# dogs fighting over bones



## yorkshiregirl26 (Oct 14, 2010)

I give my dogs max and mia a bone each to keep them quiet then the youngest one goes and nicks the older ones bone and then when he goes to get it she starts fighting with him and growling at him does anyone know how to prevent or stop this or even know why shes doing this


----------



## newfiesmum (Apr 21, 2010)

The only thing my two fight over is a bone. If I give them a bone each, the older one will go and bury his, then come back and pinch the younger one's bone. Last time he did it, though, Joshua told him to go away in no uncertain terms.

I think if you can, the best is to give them their bones in separate rooms. Bones appear to be something special; they can share everything else, but not a bone.


----------



## nfp20 (Jun 29, 2010)

split them or don't give them bones... it can cause esculation which could result in one hefty vet bill.


----------



## Dally Banjo (Oct 22, 2009)

Our's are the same Holly runs off with Banjo's & he lets her but goes & gets hers, she comes back & all hell breaks out  so they get them seperatly now its just easier, anything else they share except balls at the beach Banjo will let anyone play except Holly :crazy:


----------



## yorkshiregirl26 (Oct 14, 2010)

ive tried putting them in seperate rooms but still no look and its the little one whos the bitch thats growling and fighting max the older dog is happy to keep his own bone shes just greedy and wants both


----------



## Fleur (Jul 19, 2008)

My 2 are the same - bones are to valuble to share.
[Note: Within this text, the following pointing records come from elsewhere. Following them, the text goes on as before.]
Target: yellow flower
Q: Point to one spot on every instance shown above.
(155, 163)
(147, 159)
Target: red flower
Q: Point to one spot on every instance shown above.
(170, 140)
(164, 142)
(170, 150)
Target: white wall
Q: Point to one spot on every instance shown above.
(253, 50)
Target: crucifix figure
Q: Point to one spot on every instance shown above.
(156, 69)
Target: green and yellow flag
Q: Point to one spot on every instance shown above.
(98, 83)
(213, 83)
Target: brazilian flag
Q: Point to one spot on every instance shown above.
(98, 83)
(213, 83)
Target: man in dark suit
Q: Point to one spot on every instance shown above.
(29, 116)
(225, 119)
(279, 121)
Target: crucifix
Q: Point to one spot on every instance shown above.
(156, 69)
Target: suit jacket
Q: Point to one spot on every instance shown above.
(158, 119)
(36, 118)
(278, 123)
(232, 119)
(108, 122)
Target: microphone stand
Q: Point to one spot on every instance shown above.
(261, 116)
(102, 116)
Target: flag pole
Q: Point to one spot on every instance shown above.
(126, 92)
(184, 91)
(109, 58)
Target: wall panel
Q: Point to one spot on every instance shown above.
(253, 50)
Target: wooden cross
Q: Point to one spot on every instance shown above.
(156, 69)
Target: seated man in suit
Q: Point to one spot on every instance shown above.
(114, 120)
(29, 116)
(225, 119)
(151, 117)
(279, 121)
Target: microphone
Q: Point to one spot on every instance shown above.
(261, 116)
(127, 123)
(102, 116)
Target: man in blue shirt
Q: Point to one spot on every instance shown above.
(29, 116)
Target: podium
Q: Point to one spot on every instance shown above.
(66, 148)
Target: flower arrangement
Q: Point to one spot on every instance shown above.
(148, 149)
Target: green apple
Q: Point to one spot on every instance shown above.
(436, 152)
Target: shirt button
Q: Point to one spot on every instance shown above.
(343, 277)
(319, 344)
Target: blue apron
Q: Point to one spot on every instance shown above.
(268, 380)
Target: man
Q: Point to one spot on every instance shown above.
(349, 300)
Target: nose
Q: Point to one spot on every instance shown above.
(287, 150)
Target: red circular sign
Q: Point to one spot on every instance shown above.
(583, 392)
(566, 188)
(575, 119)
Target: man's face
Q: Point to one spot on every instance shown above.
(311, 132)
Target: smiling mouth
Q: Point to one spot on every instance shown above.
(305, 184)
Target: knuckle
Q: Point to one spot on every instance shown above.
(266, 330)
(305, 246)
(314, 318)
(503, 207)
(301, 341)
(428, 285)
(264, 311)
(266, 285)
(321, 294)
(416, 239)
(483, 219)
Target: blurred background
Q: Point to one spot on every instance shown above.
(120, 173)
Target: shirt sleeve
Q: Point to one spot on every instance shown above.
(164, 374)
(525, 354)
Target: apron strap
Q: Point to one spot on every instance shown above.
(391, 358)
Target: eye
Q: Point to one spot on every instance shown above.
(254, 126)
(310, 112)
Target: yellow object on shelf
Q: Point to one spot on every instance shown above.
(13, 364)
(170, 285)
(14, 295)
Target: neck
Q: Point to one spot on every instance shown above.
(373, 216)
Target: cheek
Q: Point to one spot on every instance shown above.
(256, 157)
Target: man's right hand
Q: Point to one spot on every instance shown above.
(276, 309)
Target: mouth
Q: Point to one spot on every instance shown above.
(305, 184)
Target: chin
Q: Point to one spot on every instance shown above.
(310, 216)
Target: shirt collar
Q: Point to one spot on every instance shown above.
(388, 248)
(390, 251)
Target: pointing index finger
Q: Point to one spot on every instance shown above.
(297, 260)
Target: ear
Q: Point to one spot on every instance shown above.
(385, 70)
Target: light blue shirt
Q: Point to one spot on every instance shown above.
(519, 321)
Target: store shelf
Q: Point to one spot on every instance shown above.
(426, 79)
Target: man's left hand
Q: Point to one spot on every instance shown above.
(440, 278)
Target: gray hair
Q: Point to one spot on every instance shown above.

Lilly goes in the kitchen and Zipper like to take his into the garden.

The only problem is Zipper tends to bury his so once Lilly's eaten hers she goes and digs his up and guards it from him.


----------



## yorkshiregirl26 (Oct 14, 2010)

lol i take it im not the only one who has this hassle then


----------



## Sled dog hotel (Aug 11, 2010)

You really need to get on top of this. Your boy is putting up with it probably because shes a female and very young. You may find that one day he will have had enough and resort back. What do you do when she starts to show interest in his? You need to sort it out and take control of the situation. Ive got 3 who lay together and eat chews the minute one shows interest in anyone elses i step in and stop it.


----------



## Sled dog hotel (Aug 11, 2010)

One thing i forgot to add to my post make sure you never leave the dogs alone with bones or chews. Give them to them only under your supervision. If you want to leave them alone separate the dogs securely.


----------



## Nicky10 (Jan 11, 2010)

Could you crate them/put them in seperate pens while feeding bones? That way you can supervise, very important, and they'll still be seperated and not able to fight


----------